My point here isn’t “Echidnas are awesome!”, my point is that the richness of behavior and intelligence that they display is not mirrored in pangolins, who share the same niche and many convergent adaptations. To a person with no more than a passing familiarity, they’d be hard to distinguish on a functional level since their most obvious, surface-visible traits are very similar and the differences seem minor. If you get an in-depth look at them, they’re quite different, and the significance of those “convergent” traits diminishes in the face of much more salient differences between the two groups of animals.
Short version: superficial similarities are very often only that, especially in the world of biology. Often they do have some inferential value, but there are limits on that.
This is true; but I favor systems that can evolve, because they are evolutionarily stable. Systems that aren’t, are likely to be unstable and vulnerable to collapse, and typically have the ethically undesirable property of punishing “virtuous behavior” within that system.

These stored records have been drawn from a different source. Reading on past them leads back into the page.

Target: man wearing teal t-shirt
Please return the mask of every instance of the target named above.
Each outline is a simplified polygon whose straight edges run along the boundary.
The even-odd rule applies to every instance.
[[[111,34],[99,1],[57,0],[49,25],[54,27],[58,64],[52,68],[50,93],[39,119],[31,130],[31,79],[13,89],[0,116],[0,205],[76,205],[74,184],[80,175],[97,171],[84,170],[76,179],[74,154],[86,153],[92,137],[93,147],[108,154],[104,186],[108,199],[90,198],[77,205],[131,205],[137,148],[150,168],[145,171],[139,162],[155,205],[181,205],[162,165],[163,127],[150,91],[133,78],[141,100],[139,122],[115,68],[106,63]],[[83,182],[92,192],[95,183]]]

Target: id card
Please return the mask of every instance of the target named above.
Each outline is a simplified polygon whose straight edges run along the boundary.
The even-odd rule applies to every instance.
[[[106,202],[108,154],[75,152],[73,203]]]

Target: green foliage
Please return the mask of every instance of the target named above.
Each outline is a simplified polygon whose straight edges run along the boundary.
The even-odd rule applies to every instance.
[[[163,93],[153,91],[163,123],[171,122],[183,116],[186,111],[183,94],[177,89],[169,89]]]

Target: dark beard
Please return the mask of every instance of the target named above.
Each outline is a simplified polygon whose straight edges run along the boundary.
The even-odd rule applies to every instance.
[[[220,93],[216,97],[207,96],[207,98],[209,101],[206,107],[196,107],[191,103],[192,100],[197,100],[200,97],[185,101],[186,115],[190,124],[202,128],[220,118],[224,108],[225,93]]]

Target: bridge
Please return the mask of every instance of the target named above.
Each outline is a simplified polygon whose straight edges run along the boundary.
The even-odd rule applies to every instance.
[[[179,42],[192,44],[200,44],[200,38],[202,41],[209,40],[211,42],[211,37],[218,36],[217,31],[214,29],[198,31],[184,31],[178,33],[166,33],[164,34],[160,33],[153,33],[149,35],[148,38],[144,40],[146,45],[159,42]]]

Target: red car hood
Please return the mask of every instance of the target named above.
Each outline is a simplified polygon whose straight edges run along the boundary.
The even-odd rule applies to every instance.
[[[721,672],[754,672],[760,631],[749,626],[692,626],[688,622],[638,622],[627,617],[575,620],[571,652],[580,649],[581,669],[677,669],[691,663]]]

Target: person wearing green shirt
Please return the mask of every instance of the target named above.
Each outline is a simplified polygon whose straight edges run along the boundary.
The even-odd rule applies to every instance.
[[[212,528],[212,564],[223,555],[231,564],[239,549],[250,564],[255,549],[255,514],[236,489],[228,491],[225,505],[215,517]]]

True. I spoke imprecisely. Life is increasing in complexity, in a meaningful way that is not the same as the negative of entropy, and which I feel comfortable calling “progress” despite Stephen J. Gould’s strident imposition of his sociological agenda onto biology. This is the thing I’m talking about maximizing. Whatever utility function an FAI is given, it’s only going to involve concepts that we already have, which represent a small fraction of possible concepts; and so it’s not going to keep increasing as much in that way.